You know, I’ve been thinking a lot about Meaningful Use lately. I previously I’ve had pretty negative opinions of it, and my thoughts seem to be echoed by a lot of doctors currently in practice.
Rob Lamberts, MD, wrote an interesting post titled Ten Ways to Make the EMR Meaningful and Useful. I have to admit, his suggestions made an awful lot of sense. They started me thinking about how useless much of my own documentation is because of its origination in archaic rules for receiving insurance reimbursement money. Unfortunately, it seems that a lot of these rules stem from the medical profession itself rather than have been having been thought of exclusively by insurance moguls. For example, the family history is usually almost entirely irrelevant to what my scope of practice generally entails. The Review of Systems (ROS), which is the part of the exam where we as doctors ask the patient a myriad of questions regarding their symptoms, is typically exhaustive, unproductive and usually despised by most practicing physicians.
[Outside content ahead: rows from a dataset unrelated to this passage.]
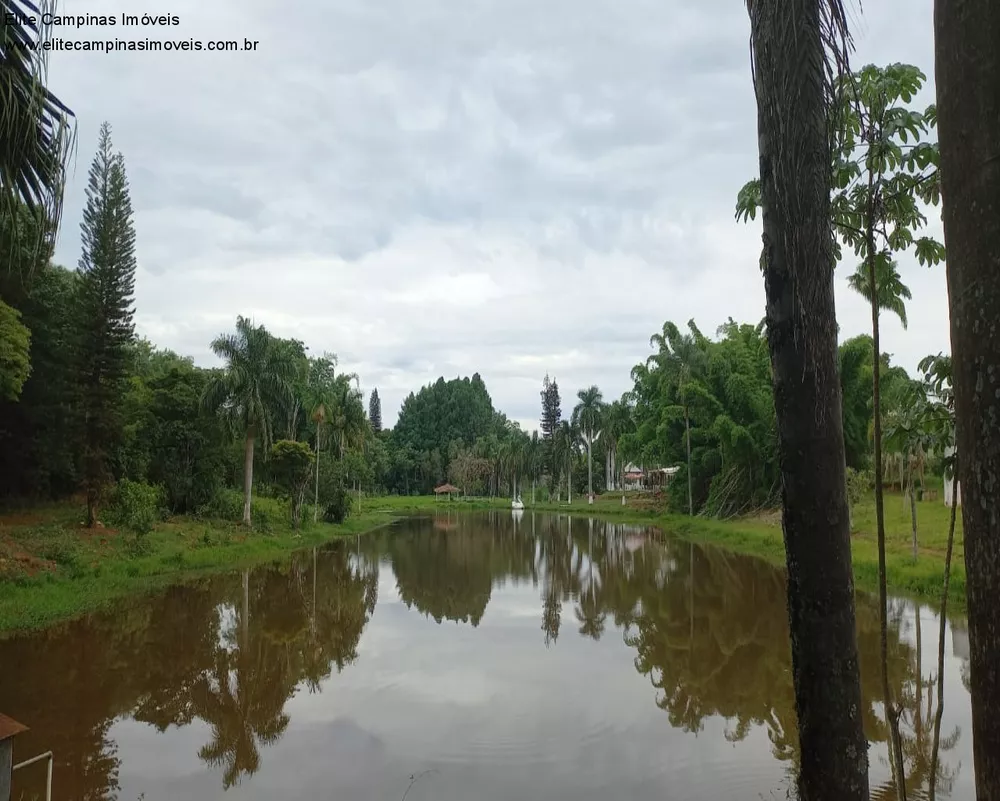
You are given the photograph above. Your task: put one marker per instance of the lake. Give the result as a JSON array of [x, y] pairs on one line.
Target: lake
[[465, 657]]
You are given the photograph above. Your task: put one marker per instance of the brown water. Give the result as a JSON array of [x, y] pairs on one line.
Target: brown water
[[492, 657]]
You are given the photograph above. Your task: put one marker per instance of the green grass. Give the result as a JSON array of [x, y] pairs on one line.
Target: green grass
[[52, 569], [761, 536]]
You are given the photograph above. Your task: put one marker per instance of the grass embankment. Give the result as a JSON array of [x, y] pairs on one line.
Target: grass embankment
[[52, 568], [761, 536]]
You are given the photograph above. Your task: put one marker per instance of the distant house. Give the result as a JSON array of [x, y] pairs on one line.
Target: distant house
[[637, 478], [633, 477]]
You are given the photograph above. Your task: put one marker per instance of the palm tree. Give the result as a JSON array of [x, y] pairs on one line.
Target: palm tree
[[348, 418], [255, 383], [680, 357], [892, 292], [967, 72], [534, 459], [319, 400], [587, 416], [797, 47], [566, 441], [617, 424], [35, 134]]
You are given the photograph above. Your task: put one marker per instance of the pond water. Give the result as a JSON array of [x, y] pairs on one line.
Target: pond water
[[470, 657]]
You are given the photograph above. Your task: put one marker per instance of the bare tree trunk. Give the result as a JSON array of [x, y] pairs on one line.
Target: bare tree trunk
[[316, 496], [802, 339], [247, 477], [891, 712], [687, 430], [590, 470], [943, 624], [967, 66]]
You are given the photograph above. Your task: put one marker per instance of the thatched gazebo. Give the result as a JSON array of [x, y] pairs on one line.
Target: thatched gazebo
[[447, 489]]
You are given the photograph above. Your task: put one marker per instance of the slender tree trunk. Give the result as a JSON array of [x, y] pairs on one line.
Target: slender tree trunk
[[967, 66], [247, 477], [687, 431], [891, 712], [590, 469], [942, 627], [245, 622], [316, 496], [802, 339]]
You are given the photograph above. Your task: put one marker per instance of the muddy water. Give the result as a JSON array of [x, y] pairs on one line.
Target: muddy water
[[476, 657]]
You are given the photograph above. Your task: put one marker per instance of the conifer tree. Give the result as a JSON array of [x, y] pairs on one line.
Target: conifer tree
[[375, 411], [549, 424], [107, 272]]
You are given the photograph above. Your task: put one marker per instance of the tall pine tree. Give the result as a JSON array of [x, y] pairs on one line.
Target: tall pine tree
[[107, 272], [375, 411], [551, 415]]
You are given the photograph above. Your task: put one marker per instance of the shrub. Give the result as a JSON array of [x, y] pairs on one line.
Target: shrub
[[136, 506], [339, 507], [225, 504]]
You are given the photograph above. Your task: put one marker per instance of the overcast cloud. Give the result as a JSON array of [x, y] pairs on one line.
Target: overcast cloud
[[448, 186]]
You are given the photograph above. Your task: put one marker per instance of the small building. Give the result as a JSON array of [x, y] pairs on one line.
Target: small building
[[447, 489], [637, 478]]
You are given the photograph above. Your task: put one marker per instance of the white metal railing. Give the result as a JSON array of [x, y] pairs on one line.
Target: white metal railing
[[48, 781]]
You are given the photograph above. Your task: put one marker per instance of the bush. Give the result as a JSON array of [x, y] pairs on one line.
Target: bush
[[339, 508], [859, 485], [225, 504], [136, 506], [266, 514]]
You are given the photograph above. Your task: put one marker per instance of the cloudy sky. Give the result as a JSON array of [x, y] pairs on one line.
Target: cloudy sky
[[447, 186]]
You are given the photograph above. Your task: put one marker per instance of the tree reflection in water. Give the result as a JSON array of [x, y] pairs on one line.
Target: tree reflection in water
[[708, 629]]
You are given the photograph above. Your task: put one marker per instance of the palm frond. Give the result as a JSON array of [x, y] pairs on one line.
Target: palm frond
[[36, 137]]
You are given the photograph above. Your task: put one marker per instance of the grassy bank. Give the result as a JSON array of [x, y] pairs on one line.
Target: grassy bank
[[52, 569], [761, 536]]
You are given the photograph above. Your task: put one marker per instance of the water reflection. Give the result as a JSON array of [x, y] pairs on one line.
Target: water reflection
[[215, 668]]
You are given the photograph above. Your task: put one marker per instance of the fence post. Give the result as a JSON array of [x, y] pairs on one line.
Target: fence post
[[9, 729]]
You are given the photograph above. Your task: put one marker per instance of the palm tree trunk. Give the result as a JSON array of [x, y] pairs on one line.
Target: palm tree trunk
[[316, 495], [793, 125], [687, 432], [247, 477], [967, 66], [590, 470]]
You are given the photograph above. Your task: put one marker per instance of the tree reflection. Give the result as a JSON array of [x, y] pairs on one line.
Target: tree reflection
[[708, 629], [230, 651]]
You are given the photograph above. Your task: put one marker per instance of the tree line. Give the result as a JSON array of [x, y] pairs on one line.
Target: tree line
[[843, 162]]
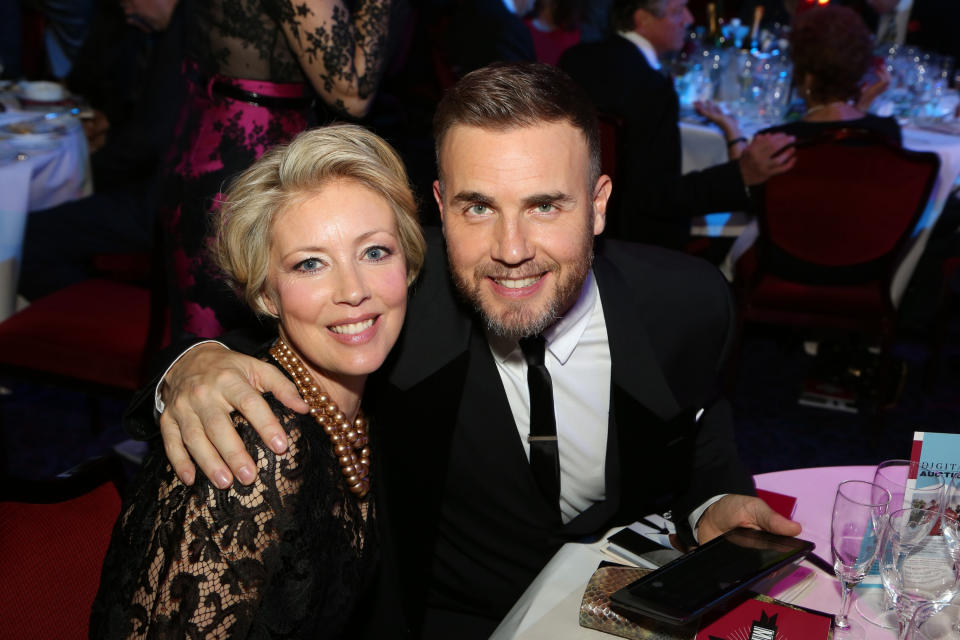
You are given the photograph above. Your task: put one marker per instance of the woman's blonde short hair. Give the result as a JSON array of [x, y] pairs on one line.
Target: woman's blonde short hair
[[287, 174]]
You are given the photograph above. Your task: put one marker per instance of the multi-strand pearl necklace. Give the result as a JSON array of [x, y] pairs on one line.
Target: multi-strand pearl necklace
[[349, 440]]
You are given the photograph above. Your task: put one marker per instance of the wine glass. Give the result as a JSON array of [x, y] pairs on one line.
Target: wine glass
[[901, 479], [918, 560], [854, 527], [935, 621]]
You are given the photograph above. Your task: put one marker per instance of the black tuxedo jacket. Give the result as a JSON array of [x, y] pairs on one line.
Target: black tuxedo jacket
[[460, 496], [483, 31], [651, 201], [465, 527]]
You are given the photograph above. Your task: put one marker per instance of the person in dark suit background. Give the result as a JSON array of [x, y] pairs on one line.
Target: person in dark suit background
[[634, 338], [483, 31], [653, 202], [129, 71]]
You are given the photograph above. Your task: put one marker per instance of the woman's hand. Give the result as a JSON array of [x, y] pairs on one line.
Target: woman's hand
[[727, 123], [869, 92], [200, 391]]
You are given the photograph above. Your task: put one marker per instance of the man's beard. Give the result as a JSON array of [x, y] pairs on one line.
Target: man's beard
[[516, 320]]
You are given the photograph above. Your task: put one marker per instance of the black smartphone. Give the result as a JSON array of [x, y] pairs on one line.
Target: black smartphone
[[635, 543], [710, 575]]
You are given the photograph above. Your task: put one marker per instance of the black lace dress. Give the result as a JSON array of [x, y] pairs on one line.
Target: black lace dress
[[290, 556]]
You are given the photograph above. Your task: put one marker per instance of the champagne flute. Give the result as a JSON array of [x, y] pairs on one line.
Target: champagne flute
[[900, 478], [918, 560], [854, 528], [935, 621]]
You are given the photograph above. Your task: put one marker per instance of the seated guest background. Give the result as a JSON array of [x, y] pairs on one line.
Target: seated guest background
[[324, 228], [653, 202], [483, 479], [555, 27]]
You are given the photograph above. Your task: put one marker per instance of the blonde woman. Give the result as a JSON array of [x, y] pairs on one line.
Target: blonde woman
[[322, 236]]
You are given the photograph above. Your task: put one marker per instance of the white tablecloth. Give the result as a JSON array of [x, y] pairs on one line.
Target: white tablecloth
[[34, 175], [549, 608], [704, 146]]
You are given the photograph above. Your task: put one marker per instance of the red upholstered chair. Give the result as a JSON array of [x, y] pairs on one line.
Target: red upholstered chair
[[830, 233], [54, 536], [96, 331]]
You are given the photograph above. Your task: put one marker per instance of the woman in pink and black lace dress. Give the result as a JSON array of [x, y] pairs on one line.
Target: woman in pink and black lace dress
[[319, 238], [255, 69]]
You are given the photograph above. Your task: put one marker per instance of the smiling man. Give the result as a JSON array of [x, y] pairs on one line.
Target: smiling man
[[631, 340]]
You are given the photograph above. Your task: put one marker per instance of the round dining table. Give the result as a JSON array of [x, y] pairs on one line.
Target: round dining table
[[37, 171], [549, 608]]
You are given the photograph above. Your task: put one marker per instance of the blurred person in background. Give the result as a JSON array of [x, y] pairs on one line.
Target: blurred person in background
[[254, 69]]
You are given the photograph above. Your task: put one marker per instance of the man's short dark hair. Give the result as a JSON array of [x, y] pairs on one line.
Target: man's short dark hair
[[621, 12], [504, 95]]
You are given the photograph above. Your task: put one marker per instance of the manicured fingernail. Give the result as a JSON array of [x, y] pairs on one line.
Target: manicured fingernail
[[245, 474], [221, 479]]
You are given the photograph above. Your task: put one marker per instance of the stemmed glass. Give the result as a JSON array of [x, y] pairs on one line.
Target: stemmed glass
[[935, 621], [918, 560], [897, 476], [854, 527]]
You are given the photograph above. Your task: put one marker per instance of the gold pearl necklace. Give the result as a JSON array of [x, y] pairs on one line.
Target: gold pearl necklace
[[350, 441]]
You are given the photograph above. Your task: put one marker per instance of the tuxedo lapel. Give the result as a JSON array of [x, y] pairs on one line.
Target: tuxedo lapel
[[634, 365]]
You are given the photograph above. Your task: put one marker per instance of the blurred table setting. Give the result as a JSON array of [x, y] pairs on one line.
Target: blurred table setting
[[44, 161], [549, 608], [755, 87]]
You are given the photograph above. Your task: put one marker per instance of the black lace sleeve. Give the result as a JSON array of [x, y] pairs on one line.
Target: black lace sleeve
[[341, 52], [284, 557]]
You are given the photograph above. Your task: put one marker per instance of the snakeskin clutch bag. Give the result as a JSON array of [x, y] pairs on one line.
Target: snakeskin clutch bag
[[596, 612]]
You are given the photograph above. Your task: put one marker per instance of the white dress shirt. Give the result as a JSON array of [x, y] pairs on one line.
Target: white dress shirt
[[578, 359]]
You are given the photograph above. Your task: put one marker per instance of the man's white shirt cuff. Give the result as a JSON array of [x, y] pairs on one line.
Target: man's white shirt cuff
[[695, 515], [158, 404]]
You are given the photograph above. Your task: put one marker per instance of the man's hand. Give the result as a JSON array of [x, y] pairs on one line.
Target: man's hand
[[733, 511], [200, 392], [767, 155], [726, 121]]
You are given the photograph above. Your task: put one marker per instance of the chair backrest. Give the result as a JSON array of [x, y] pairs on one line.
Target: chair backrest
[[846, 207], [611, 128], [54, 536]]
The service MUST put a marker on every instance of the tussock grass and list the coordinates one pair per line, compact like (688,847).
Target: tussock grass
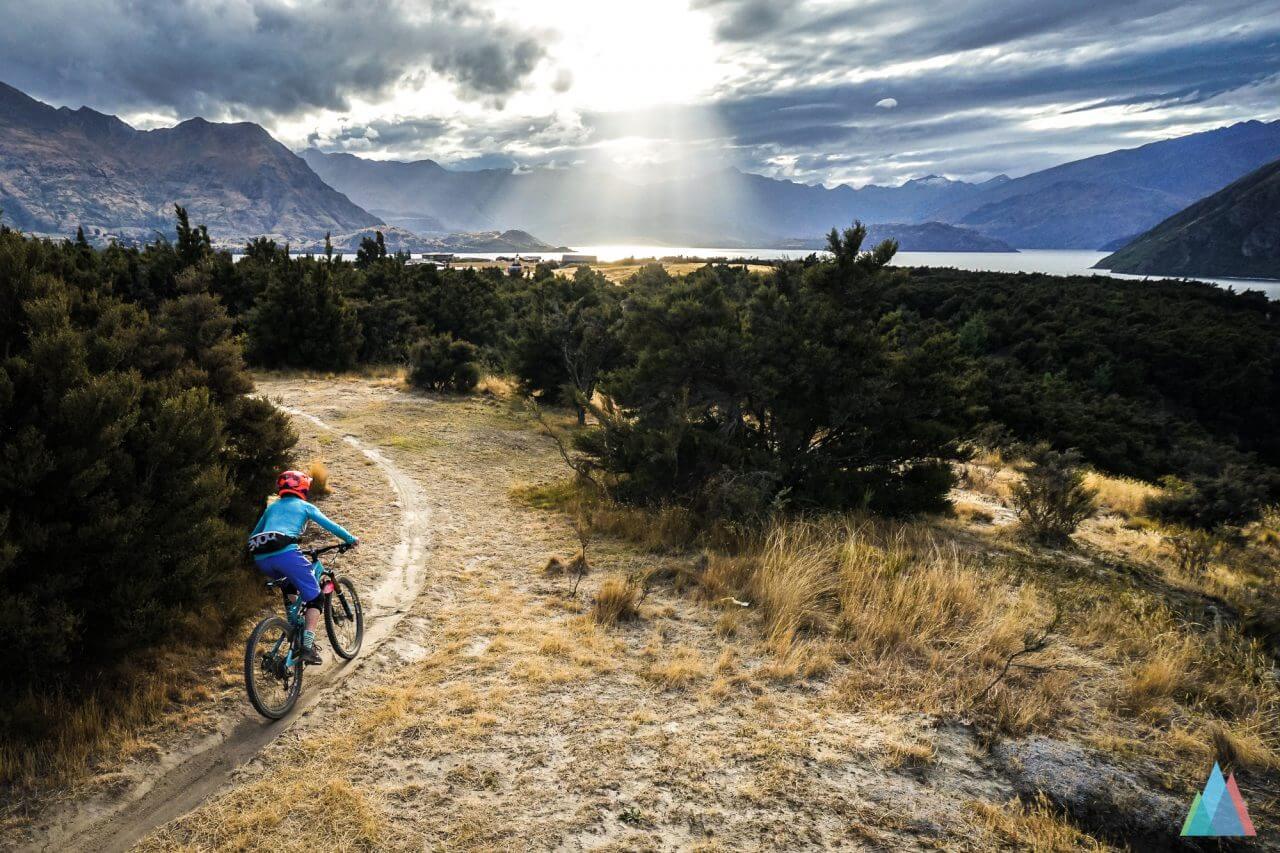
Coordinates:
(915,620)
(1031,826)
(1121,495)
(681,667)
(55,737)
(319,474)
(617,601)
Patients are generally very forthcoming about any active symptoms that they are currently experiencing, and a few additional questions around their symptoms typically suffices for a doctor’s purposes.
The majority of old medical records that I get from previous practices in which the patient has been involved are usually either illegible, irrelevant, or not directly related to the reason the patient is coming in to see me. If I am seeing them for the same purpose and they are just transferring their care to me, I generally will ask much of the same questions that have been asked before, rendering the review of records of even more limited value.
I think that getting meaningful use out of our own individual records could be greatly helped by an overhaul of the medical profession’s recommendations to insurance companies on the types of information that needs to be included in medical office notes for the purposes of providing excellent healthcare. In the increasingly complex and technologically-advanced society in which we live, information “noise” really should be kept at a minimum, especially in providing appropriate healthcare recommendations to patients. Medical records should not be in a habit of containing information that does not change or impact the medical management of the patient. We really need to revisit the idea of “gee whiz” type of data and cut out any extraneous documentation.
This would, of course, require that meaningful use become much more personalized and individualized to specific doctors and their specialties. The current state of meaningful use is actually fairly limited in that it applies mostly to primary care providers making recommendations for preventive health care. Preventive health care, unfortunately, is almost never the reason why patients seek the advanced medical knowledge of specialists and subspecialists in specific areas of medicine.
In summary, I agree with Dr. Lamberts that we need to overhaul meaningful use into something that is much more meaningful and usable.